In the morning, we enjoy a guided tour of the city, visiting many of its highlights including the San Lorenzo Church, Cobija Arch, the main square and it's cathedral, the Jesuit Tower and the Museum of La Casa de la Moneda. This museum has a fascinating section dedicated to art and historical artefacts. The afternoon is ours to further explore the city and there are many options available, including a visit to the Cooperative Mines, which provides the opportunity to enter the mines and see the labourers at work. You can also indulge in a thermal bath or visit the historical colonial farm at the Marquise de Ottavi, situated in a picturesque valley.
Day 21-22 - Sucre
Actually the official capital of Bolivia, the beautiful colonial city of Sucre is only a three-hour drive away along a well maintained road, which descends more than 1000 metres to the temperate valleys of Chuquisacra. Small rivers, cactus fields, fruit and vegetable plantations dominate the valley, which is inhabited by gentle local people who live in mud huts.
Sucre is a pleasant city set in a valley surrounded by low mountains and has retained the flavour of its colonial heritage in its churches, museums and ancient mansions. Sucre was founded in 1538 as the Spanish capital of the vast region of Charcas and in 1776 with the new territorial division created by the Spaniards, its name was changed to Chuquisaca. Chuquisaca played an important role during the long colonial period, influencing much of Bolivia’s history.

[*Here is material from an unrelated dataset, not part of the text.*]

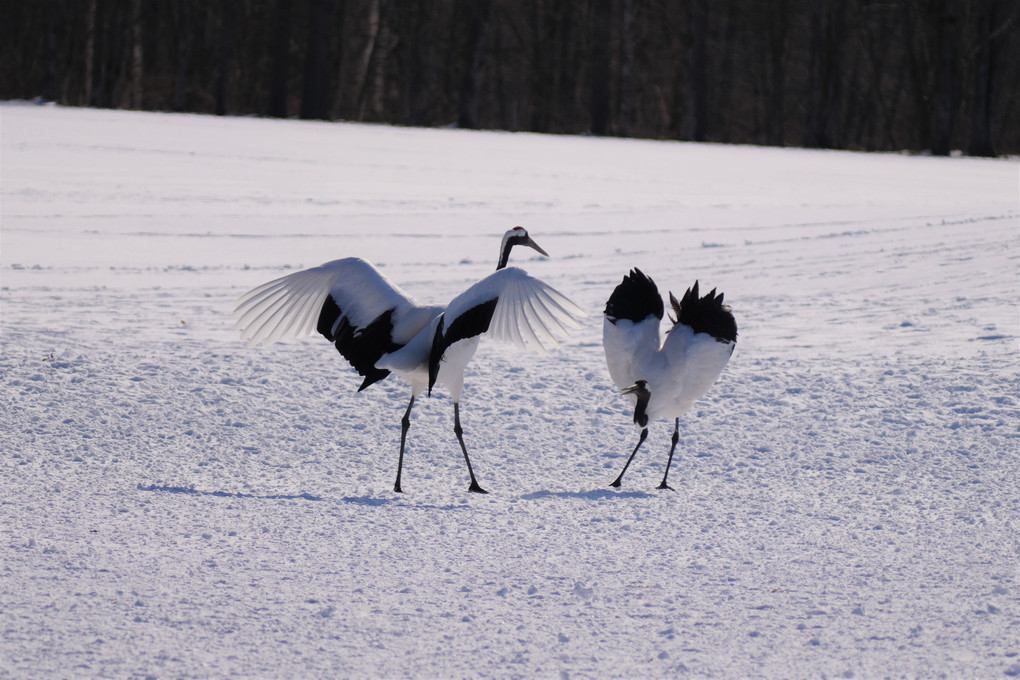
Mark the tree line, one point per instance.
(927, 75)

Indeed, it was here that independence was declared on August 6, 1825. Several years later the name of the city was changed to Sucre, in honour of the general who promoted the independence movement.
On arrival we settle in to our hotel and then enjoy a guided tour of the old part of Sucre including Recoleta Church and Monastery, the Chapel of the Virgin of Guadalupe, the cathedral and Museum of La Casa de la Libertad. During our stay we have enough free time to enjoy this historical town and soak up the colonial atmosphere. In our free time we can visit the local markets and textile museum, take a walk around the city or enjoy a horse ride in the surrounding countryside.
Day 23 - La Paz
After breakfast we transfer to the airport for our flight to La Paz, where our adventure comes to an end. We should arrive back in La Paz around midday. If you are planning to depart La Paz today, we advise that you do not book to depart until at least after 3pm (15:00 hrs).